Les sciences réflexives

Petite réflexion idiote du jour :

Il existe certaines sciences (au sens large de disciplines académiques, i.e., sciences humaines incluses) qui peuvent s'étudier elles-mêmes. La plus évidente est l'histoire[#] : il existe une histoire de l'histoire, c'est plus ou moins ce qu'on appelle l'historiographie. On peut aussi imaginer faire des sciences sociales des sciences sociales (je crois que c'est assez courant), de la géographie de la géographie (étudier comment sont réparties les facultés de géographie, qui fait de la géographie dans quels pays, etc.), de l'économie de l'économie (étudier comment sont payés les économistes et les études économiques et si ils et elles sont efficaces).

Certaines branches de la logique (la théorie de la démonstration, où les démonstrations deviennent des objets d'études mathématiques) méritent de s'appeler mathématiques des mathématiques. On peut aussi facilement faire de la médecine de la médecine, ou en tout cas de la médecine-du-travail de la médecine-du-travail (les médecins du travail souffrent-ils de maux particuliers ?). Ou bien des statistiques sur les statistiques.

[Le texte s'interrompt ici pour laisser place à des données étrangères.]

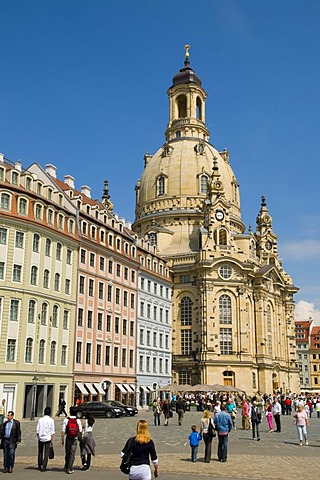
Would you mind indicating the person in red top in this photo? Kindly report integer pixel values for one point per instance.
(288, 404)
(245, 415)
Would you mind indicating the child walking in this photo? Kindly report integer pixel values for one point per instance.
(194, 439)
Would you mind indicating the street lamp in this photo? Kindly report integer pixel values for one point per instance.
(34, 397)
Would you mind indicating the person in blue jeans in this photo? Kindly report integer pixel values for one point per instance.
(194, 439)
(223, 425)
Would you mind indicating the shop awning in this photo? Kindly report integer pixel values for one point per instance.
(90, 388)
(99, 388)
(146, 388)
(82, 388)
(128, 387)
(121, 388)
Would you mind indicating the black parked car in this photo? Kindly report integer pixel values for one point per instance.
(100, 409)
(128, 408)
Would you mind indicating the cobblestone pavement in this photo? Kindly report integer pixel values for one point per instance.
(277, 456)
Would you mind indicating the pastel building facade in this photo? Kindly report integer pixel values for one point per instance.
(154, 324)
(38, 265)
(303, 330)
(107, 292)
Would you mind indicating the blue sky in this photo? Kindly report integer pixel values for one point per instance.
(83, 86)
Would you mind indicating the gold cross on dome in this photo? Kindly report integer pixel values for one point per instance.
(187, 47)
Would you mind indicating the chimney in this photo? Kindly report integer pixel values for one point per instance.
(85, 190)
(69, 180)
(51, 170)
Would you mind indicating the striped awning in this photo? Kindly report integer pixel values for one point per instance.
(121, 388)
(99, 389)
(89, 386)
(82, 388)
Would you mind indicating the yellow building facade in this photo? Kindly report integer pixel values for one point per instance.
(233, 307)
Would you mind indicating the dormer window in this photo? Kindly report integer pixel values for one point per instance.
(28, 183)
(203, 184)
(23, 206)
(161, 185)
(14, 178)
(38, 211)
(5, 201)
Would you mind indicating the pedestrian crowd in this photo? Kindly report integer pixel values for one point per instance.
(218, 420)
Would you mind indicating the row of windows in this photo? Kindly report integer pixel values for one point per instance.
(17, 277)
(29, 351)
(145, 311)
(104, 237)
(112, 268)
(225, 310)
(145, 336)
(109, 293)
(38, 212)
(108, 351)
(43, 316)
(157, 365)
(162, 185)
(115, 324)
(157, 289)
(36, 242)
(225, 341)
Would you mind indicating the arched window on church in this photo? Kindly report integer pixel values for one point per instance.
(186, 311)
(153, 238)
(203, 184)
(223, 236)
(160, 185)
(182, 106)
(184, 377)
(199, 108)
(228, 378)
(225, 310)
(269, 330)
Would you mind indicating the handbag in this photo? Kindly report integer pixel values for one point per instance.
(211, 430)
(51, 452)
(126, 460)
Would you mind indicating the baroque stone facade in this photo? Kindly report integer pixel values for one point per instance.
(233, 308)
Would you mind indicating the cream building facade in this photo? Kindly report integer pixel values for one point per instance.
(233, 307)
(38, 265)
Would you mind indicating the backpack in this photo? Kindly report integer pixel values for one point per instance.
(211, 430)
(72, 428)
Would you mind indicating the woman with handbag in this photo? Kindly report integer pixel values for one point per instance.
(302, 422)
(166, 412)
(87, 442)
(140, 449)
(207, 435)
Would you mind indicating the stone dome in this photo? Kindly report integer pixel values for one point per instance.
(182, 162)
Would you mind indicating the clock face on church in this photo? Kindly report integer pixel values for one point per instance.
(219, 215)
(268, 245)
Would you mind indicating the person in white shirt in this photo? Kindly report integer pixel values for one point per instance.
(45, 432)
(277, 414)
(71, 428)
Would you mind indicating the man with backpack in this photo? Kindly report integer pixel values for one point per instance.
(71, 428)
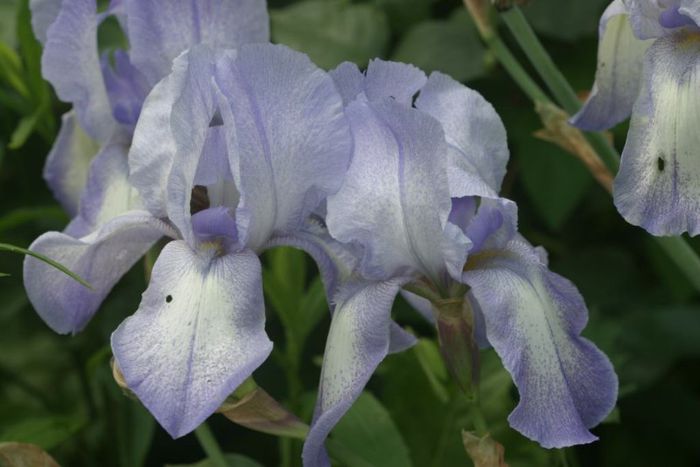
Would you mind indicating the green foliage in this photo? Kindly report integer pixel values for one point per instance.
(368, 437)
(451, 46)
(332, 31)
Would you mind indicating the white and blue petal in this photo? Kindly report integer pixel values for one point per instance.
(160, 31)
(472, 126)
(72, 64)
(358, 340)
(618, 75)
(386, 204)
(658, 185)
(153, 146)
(108, 192)
(100, 258)
(533, 320)
(66, 168)
(198, 334)
(287, 136)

Éventuellement le droit du droit peut se concevoir, encore qu'on ne sait pas trop s'il s'agira du droit de la profession d'avocat ou des études de droit ou quoi exactement (les gens rigoureux protesteront que, de toute façon, dans tous mes exemples, le mot de est pris dans des sens subtilement différents).

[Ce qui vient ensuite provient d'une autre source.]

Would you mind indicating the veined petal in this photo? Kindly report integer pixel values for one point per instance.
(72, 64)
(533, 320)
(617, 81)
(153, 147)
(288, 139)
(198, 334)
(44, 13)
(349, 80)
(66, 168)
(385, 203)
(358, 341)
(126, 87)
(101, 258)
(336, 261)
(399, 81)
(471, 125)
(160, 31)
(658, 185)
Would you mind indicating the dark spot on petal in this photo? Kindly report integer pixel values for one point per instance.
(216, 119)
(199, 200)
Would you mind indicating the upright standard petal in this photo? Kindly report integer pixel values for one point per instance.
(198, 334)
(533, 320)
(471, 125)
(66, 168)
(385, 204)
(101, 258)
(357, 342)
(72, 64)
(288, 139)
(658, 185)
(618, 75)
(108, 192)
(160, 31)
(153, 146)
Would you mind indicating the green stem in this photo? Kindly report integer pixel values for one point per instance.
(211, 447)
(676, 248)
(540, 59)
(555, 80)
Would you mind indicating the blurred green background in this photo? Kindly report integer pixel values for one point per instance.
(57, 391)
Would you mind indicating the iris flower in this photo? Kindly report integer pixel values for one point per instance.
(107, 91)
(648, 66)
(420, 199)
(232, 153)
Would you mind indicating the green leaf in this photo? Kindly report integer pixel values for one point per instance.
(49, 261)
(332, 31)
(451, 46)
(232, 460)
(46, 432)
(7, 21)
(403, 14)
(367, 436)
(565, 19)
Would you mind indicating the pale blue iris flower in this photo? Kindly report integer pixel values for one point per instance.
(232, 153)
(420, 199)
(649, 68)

Mais j'ai beaucoup plus de mal à imaginer ce que seraient la physique de la physique ou la biologie de la biologie. (À la limite, la physique de la physique pourrait être l'étude de la façon dont on fait des expériences ou mesures physiques, quels principes physiques sont utilisés, mais c'est un peu tordu ; et la biologie de la biologie je ne vois vraiment pas.) Je ne vois pas non plus ce que serait la linguistique de la linguistique (à part l'étymologie du mot étymologie). Ni même l'informatique de l'informatique (là c'est différent, ça a l'air d'être une simple évidence, ce qui est bizarre parce qu'il n'y a pas plus de raison à ça que pour une autre science[#2]).

Voilà qui est étrange : certaines sciences sont un objet d'étude possible pour elles-mêmes et d'autres ne le sont pas. Ces dernières méritent sans doute qu'on s'attarde sur la raison pour laquelle elles ne sont pas, ainsi, réflexives.

Je propose donc de lancer une nouvelle science : l'étude des sciences qui ne s'admettent pas elles-mêmes comme objet d'étude.

[#] Par cohérence avec les autres disciplines scientifiques que je vais citer, je ne mets pas de majuscule à histoire ici (je ne sais pas d'où vient, d'ailleurs, cette idée à la con que histoire devrait s'écrire avec une majuscule quand il s'agit de la discipline alors que je ne pense pas qu'on insiste pour écrire physique, biologie, informatique, etc., avec des majuscules).

[#2] Sans doute y a-t-il un rapport avec ce fameux aphorisme de Dijkstra : Computer science is no more about computers than astronomy is about telescopes.